In Clément finden wir einen sehr zerrissenen und dennoch aufrechten Charakter, der symbolisch auch für die neuen Werte der später ausgerufenen jungen französischen Republik stehen dürfte. Ein Teil seines Herzens bleibt bei dem algerischen Mädchen, dessen Sanftheit ihn gefangen genommen hat - und ihm im Kampf auch Mut und Stärke gibt.

 

Die Kampf- und Belagerungsszenen sind sehr authentisch und atmosphärisch beschrieben; dazu sehr akribisch recherchiert, da die Autorin selbst aus der Grenzregion des Saarlandes stammt.

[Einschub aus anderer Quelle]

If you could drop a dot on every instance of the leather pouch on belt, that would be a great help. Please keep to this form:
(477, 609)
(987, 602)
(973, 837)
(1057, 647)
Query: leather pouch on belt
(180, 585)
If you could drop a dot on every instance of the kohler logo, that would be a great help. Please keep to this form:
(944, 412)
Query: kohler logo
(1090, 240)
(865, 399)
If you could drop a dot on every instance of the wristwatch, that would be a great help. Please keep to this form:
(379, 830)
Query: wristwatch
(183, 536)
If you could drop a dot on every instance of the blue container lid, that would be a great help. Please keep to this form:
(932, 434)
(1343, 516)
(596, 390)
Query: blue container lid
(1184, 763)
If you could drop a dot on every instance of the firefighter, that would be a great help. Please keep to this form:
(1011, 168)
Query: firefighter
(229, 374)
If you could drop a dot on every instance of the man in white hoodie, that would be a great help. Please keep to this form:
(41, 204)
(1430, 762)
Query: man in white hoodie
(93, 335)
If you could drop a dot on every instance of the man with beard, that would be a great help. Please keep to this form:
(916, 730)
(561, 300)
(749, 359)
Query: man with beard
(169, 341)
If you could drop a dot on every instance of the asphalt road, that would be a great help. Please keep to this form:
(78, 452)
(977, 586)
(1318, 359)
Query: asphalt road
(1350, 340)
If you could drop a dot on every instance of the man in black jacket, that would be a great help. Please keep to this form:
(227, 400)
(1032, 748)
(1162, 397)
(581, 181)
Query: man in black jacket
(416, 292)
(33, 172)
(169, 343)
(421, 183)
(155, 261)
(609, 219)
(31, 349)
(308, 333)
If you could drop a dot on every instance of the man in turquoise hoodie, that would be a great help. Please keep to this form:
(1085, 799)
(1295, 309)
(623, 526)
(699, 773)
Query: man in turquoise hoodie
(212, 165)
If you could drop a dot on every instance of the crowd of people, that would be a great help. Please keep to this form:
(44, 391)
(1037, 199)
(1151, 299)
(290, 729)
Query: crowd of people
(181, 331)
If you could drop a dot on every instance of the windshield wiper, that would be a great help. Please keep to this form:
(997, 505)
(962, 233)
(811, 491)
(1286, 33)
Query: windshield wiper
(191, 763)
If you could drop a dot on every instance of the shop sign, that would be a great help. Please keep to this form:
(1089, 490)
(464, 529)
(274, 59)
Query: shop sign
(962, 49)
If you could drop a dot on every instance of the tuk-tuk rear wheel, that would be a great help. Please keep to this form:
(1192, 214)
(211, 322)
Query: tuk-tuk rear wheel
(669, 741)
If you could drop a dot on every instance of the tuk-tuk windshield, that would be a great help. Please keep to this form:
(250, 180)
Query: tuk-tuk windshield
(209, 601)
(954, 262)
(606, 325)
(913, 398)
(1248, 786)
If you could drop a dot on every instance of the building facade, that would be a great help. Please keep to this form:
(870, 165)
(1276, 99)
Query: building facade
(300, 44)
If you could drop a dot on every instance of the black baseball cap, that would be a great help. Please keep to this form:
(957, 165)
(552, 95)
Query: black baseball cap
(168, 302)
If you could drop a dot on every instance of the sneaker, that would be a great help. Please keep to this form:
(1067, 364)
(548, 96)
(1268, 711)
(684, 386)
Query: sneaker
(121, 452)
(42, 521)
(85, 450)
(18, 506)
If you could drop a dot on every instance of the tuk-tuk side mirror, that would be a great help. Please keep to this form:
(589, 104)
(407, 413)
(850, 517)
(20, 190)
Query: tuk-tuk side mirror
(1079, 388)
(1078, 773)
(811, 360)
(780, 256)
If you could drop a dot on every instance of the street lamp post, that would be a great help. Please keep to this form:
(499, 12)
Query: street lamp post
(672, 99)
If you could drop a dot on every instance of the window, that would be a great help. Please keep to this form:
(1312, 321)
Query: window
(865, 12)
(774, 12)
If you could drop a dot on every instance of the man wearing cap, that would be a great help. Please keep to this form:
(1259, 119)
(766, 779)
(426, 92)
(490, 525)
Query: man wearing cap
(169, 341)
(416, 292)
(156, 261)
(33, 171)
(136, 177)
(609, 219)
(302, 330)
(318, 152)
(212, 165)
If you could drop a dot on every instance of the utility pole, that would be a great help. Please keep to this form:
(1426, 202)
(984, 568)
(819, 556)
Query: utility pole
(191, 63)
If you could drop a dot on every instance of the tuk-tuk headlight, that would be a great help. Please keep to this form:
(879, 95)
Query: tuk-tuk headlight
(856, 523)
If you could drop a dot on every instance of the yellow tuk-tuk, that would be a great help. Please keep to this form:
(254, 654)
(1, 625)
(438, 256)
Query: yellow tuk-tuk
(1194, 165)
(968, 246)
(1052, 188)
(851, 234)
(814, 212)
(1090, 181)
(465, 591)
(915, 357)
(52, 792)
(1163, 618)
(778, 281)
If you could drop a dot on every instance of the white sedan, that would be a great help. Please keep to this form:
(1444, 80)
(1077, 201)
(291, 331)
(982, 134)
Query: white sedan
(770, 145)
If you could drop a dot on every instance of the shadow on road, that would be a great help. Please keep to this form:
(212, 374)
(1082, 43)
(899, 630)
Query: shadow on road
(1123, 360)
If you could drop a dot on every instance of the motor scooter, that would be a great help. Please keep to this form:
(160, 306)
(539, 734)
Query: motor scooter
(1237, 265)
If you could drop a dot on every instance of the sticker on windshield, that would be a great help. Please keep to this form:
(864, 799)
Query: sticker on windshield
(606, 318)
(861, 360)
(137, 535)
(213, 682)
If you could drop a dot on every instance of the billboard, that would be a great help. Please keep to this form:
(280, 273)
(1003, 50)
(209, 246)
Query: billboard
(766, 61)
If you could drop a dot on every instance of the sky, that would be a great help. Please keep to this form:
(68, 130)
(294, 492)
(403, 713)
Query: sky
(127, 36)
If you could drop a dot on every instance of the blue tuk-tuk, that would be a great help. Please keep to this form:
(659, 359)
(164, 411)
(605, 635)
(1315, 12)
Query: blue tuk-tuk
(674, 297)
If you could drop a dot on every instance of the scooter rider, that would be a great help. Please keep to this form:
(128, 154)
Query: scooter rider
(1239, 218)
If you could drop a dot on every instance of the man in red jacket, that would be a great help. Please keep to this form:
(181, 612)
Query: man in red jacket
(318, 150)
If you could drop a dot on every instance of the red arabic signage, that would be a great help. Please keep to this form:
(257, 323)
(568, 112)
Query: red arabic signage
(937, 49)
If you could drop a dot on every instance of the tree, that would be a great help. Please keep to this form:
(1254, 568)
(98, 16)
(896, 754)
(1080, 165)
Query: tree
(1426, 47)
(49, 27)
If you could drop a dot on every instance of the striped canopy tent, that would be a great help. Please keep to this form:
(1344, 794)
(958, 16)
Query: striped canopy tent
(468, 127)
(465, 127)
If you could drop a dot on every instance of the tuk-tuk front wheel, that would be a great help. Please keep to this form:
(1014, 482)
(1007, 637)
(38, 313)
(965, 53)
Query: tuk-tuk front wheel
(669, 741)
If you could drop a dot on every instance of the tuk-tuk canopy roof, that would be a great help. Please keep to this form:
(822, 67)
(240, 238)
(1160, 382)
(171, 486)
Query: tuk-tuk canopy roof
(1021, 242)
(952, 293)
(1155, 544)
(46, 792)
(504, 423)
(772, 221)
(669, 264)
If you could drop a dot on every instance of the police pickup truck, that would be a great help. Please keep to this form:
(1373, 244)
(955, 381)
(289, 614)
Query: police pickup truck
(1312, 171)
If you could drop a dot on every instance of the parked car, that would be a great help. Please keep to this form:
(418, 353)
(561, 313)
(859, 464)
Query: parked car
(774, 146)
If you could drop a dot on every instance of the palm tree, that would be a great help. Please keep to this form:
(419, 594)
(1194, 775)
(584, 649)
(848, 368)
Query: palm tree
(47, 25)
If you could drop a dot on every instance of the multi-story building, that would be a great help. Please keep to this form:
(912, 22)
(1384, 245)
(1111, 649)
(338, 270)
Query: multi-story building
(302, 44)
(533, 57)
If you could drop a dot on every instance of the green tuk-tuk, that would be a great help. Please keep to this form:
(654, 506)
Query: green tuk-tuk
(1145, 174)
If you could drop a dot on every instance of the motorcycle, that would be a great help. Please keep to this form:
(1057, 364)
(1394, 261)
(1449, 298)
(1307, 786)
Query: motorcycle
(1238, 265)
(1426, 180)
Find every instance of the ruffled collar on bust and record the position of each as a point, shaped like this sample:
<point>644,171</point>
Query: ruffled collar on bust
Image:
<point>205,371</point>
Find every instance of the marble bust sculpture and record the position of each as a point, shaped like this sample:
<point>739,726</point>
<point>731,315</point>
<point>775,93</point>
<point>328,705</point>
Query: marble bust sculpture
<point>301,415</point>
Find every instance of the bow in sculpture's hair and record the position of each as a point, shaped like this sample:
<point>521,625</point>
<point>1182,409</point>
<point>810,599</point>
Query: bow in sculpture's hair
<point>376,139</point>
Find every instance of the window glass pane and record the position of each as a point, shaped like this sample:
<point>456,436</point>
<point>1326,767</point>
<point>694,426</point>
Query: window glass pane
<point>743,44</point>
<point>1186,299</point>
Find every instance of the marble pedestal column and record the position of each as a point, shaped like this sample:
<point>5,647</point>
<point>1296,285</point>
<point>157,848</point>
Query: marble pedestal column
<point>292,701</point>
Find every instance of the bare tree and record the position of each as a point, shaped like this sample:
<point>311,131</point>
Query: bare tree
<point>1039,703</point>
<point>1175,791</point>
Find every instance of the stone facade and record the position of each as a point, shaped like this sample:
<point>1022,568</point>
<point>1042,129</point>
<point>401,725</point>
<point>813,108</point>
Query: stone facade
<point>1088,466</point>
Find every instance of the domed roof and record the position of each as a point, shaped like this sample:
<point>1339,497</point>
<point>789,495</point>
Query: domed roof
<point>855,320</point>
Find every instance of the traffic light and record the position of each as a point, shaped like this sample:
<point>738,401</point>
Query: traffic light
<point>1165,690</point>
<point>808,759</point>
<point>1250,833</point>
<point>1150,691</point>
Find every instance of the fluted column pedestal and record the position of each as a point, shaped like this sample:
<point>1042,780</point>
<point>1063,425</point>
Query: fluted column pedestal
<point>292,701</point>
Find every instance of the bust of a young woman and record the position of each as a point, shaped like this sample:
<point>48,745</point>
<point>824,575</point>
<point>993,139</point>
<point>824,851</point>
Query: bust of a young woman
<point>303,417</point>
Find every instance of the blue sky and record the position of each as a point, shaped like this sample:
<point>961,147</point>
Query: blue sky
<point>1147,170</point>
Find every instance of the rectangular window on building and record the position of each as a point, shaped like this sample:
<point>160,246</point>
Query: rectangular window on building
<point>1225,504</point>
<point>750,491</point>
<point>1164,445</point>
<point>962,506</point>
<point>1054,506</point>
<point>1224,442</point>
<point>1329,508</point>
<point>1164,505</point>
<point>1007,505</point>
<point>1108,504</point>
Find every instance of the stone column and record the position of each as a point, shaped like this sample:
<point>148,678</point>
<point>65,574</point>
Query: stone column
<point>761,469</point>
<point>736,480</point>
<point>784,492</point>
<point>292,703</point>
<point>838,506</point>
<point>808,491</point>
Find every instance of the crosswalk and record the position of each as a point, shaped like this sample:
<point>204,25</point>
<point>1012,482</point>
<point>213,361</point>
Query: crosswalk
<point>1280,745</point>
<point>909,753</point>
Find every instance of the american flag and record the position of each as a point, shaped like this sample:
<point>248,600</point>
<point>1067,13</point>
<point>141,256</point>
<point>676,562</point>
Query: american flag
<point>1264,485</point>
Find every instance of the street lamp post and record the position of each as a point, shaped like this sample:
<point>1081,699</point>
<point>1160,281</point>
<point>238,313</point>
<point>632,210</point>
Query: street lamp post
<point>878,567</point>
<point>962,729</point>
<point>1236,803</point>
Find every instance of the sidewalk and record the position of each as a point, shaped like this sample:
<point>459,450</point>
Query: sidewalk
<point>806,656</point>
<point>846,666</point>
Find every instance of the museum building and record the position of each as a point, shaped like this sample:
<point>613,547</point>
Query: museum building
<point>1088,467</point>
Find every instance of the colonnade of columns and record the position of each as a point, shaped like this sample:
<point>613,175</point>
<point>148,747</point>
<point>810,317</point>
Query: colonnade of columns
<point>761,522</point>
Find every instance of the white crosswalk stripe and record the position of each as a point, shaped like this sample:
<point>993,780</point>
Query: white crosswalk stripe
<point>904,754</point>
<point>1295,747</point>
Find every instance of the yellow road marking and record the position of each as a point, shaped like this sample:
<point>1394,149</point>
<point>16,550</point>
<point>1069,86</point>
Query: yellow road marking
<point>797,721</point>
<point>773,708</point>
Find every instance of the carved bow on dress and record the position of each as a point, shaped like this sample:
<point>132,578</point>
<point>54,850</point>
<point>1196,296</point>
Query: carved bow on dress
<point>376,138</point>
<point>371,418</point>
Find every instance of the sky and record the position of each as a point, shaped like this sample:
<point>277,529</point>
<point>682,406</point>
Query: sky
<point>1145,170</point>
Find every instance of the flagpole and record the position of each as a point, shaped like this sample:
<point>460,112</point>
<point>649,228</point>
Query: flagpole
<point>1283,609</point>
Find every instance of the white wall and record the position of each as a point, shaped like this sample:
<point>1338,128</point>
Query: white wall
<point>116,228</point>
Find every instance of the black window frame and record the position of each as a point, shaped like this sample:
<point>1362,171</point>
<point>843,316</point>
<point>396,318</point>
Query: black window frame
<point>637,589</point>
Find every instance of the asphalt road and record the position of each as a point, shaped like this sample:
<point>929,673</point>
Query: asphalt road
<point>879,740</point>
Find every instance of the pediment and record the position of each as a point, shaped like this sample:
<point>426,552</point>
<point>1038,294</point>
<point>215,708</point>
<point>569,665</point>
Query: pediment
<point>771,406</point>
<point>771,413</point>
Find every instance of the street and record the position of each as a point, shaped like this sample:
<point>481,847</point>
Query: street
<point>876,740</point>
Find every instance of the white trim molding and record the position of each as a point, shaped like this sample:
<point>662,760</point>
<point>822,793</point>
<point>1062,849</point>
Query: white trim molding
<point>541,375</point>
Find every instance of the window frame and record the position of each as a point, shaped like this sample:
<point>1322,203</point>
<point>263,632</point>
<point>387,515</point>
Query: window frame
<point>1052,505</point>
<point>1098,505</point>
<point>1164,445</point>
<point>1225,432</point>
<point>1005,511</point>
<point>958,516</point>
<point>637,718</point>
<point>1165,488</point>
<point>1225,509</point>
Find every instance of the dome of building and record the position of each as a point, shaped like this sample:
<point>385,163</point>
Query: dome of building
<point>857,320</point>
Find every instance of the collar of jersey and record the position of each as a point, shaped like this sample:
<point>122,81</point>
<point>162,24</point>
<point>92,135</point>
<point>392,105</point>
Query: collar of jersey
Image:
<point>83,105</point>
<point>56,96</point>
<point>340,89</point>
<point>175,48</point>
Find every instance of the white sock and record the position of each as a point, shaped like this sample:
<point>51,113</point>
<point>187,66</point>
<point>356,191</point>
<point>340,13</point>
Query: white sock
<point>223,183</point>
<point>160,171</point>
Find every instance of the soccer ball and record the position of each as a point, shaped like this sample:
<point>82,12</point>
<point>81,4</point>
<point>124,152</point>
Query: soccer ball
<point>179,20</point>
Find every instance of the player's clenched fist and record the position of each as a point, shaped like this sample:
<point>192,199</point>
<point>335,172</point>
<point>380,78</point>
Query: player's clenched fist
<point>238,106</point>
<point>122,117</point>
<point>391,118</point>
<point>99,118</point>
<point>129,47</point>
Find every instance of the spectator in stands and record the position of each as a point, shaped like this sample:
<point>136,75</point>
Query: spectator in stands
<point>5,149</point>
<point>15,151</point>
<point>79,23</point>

So entführt uns Maria W. Peter anhand ihrer sehr sympathischen Figuren, allen voran Paul und Madeleine, aber auch Karim und Djamila sowie Clément, zu den verschiedenen Orten schwerer Kämpfe, die in Frankreich stattfanden und viele furchtbare Opfer forderten: Sie schont den Leser nicht, das Kampfgeschehen "Mann gegen Mann", mit Bajonetten, Kanonen und anderen damaligen Waffen, "hautnah" mitzuerleben, was teils grausam anmutet, andererseits jedoch reale Historie ist (Sedan, Le Bourget bei Paris, Belagerung von Metz und später von Paris etc.).

 

Dies war für mich einer unter mehreren Gründen, diesen spannend geschriebenen und absolut lesenswerten Roman lesen zu wollen: Ich wuchs selbst 50 m vor der französischen Grenze auf und die "Spicherer Höhen" kenne ich seit meiner Kindheit; auch die Denkmäler, die dort heute noch zu besichtigen sind, haben mich bereits als Kind beschäftigt.

 

Das Lesen dieses Romans wie auch im Besonderen des Nachwortes der Autorin möchte ich allen LeserInnen historischer Romane - gerade wegen der heutigen und sehr wichtigen "deutsch-französischen Freundschaft", die in Grenzregionen wie dem Saarland, dem Elsass und Lothringen sehr gefördert wird und im europäischen Gedanken für mich einen Kern darstellt, sehr ans Herz legen. "Eine Liebe zwischen den Fronten" ist sehr lebendig geschriebene Geschichte, die das Saarland, das Rheinland und die heutige Region "Grand-Est", in dem das benachbarte Lothringen und insgesamt 10 Départements eingegliedert wurden, betreffen: Diese Grenzregionen sollten - wie Madeleine zum Romanende sinnt - Völkerverständigung zur Aufgabe haben, eine Brücke zwischen den Völkern sein, in denen die deutsch-französische Freundschaft auch weiterhin sehr hoch gehalten wird - aller politischen Unterschiede der Verwaltung etc. zum Trotz. Heute wissen wir, wie lange es dauerte, bis aus dem "Erbfeindschaftsgedanken" eine Freundschaft wurde. Ich persönlich bin sehr dankbar dafür, in der hiesigen Grenzregion eine friedliche Lebenszeit zu haben; sogar die Tatsache vor Augen zu sehen, dass der frühere "Schlagbaum" an der deutsch-französischen Grenze seit langer Zeit nicht mehr vorhanden ist und sich Freundschaften zwischen "hüben und drüben" noch besser verflechten können. Möge es so bleiben und der europäische Gedanke - und die Solidarität - wachsen und stärker werden!